Apple funded 17 Green Bond projects last year, which will ultimately help avoid an average of 921,000 metric tons of carbon emissions being pumped into the environment each year. That’s the equivalent of removing nearly 200,000 cars from the road, Apple says.

In an update on its planned $4.7 billion Green Bond spend, Apple notes that its new projects will generate a massive 1.2 gigawatts of renewable energy globally.

Apple started funding green energy projects five years ago. A Green Bond or Climate Bond is a fixed-income financial instrument with a climate or environmental spin. In other words, it’s like a regular bond… only green. Apple’s Green Bond issuances are some of the largest in the private sector.

Apple’s environmental efforts in 2020

Apple says that last year it added over 350 megawatts of newly installed renewable energy around the world. This included a 180-acre site in the Reno Technology Park that’s now providing power to Apple’s Nevada data center, a 112-megawatt wind farm outside Chicago, a 165 megawatt solar project in Fredericksburg, Virginia, and the largest onshore wind turbines in Denmark.

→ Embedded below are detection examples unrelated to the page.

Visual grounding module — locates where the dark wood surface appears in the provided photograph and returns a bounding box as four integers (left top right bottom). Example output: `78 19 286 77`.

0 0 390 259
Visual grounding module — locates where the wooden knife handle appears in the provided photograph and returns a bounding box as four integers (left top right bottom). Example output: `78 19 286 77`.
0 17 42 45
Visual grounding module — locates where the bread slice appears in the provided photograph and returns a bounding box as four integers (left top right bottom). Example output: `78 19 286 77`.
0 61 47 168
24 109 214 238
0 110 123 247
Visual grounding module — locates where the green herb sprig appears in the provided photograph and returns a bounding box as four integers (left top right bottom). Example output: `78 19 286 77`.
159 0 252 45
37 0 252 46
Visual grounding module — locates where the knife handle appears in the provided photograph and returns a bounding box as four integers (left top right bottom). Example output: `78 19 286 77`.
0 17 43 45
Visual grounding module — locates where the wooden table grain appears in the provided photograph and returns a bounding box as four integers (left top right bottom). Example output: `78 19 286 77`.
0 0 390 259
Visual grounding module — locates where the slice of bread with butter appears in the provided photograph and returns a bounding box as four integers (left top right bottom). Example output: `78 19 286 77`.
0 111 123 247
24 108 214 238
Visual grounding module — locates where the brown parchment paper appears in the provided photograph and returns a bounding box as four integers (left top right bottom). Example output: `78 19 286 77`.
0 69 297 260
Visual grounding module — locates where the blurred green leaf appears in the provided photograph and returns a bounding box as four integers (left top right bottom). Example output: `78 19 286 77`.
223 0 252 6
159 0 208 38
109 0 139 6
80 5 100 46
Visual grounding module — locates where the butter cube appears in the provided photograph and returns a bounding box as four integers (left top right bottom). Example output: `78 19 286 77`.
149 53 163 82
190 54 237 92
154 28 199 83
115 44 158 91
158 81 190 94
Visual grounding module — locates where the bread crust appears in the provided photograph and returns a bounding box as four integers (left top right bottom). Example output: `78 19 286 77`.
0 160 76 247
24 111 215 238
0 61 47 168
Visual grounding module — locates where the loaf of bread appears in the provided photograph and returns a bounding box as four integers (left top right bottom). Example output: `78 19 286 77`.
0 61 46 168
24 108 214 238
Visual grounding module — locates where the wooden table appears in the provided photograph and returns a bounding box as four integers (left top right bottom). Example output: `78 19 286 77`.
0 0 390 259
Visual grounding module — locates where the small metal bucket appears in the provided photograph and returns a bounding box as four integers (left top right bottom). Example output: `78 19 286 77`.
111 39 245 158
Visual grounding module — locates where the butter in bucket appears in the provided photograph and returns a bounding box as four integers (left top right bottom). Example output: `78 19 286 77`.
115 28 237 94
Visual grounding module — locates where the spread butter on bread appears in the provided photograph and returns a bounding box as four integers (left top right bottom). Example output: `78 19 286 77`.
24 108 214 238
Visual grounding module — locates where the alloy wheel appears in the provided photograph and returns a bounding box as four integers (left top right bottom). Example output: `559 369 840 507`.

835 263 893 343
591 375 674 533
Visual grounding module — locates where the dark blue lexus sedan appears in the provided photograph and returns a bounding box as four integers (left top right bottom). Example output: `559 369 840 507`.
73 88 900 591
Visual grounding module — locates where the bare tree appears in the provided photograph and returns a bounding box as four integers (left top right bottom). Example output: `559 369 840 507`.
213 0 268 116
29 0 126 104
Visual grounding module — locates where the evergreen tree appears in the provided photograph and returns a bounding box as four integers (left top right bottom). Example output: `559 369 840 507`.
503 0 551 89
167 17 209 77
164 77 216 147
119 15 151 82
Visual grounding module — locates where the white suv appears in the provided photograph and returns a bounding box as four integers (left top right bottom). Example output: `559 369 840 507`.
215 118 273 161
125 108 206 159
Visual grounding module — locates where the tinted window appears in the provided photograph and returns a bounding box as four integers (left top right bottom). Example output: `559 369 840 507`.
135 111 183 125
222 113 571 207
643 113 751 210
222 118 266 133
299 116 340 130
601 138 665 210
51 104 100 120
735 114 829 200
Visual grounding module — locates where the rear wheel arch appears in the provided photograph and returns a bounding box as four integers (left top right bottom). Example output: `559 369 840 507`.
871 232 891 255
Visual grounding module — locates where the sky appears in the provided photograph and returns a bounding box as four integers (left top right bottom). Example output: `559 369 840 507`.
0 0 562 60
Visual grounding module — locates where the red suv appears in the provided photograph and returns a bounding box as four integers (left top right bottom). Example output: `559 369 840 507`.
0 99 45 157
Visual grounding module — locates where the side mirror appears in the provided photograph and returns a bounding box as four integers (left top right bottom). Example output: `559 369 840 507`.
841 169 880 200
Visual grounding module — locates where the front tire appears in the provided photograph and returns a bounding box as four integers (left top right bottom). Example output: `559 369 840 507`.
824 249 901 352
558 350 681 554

“Apple is dedicated to protecting the planet we all share with solutions that are supporting the communities where we work,” said Lisa Jackson, Apple’s vice president of Environment, Policy, and Social Initiatives. “We all have a responsibility to do everything we can to fight against the impacts of climate change, and our $4.7 billion investment of the proceeds from our Green Bond sales is an important driver in our efforts. Ultimately, clean power is good business.”

Under Tim Cook’s leadership, Apple has embraced environmental efforts in a big way. That has included reversing the terrible reputation the company had in this area in previous years. Sustainable energy now powers 100% of Apple’s stores and offices. And it’s working hard to make sure that the same applies to its supply chain. It aims to achieve the fully carbon neutral benchmark by 2030.

It’s all part of Tim Cook’s mission to make Apple for a “force for good” in the world.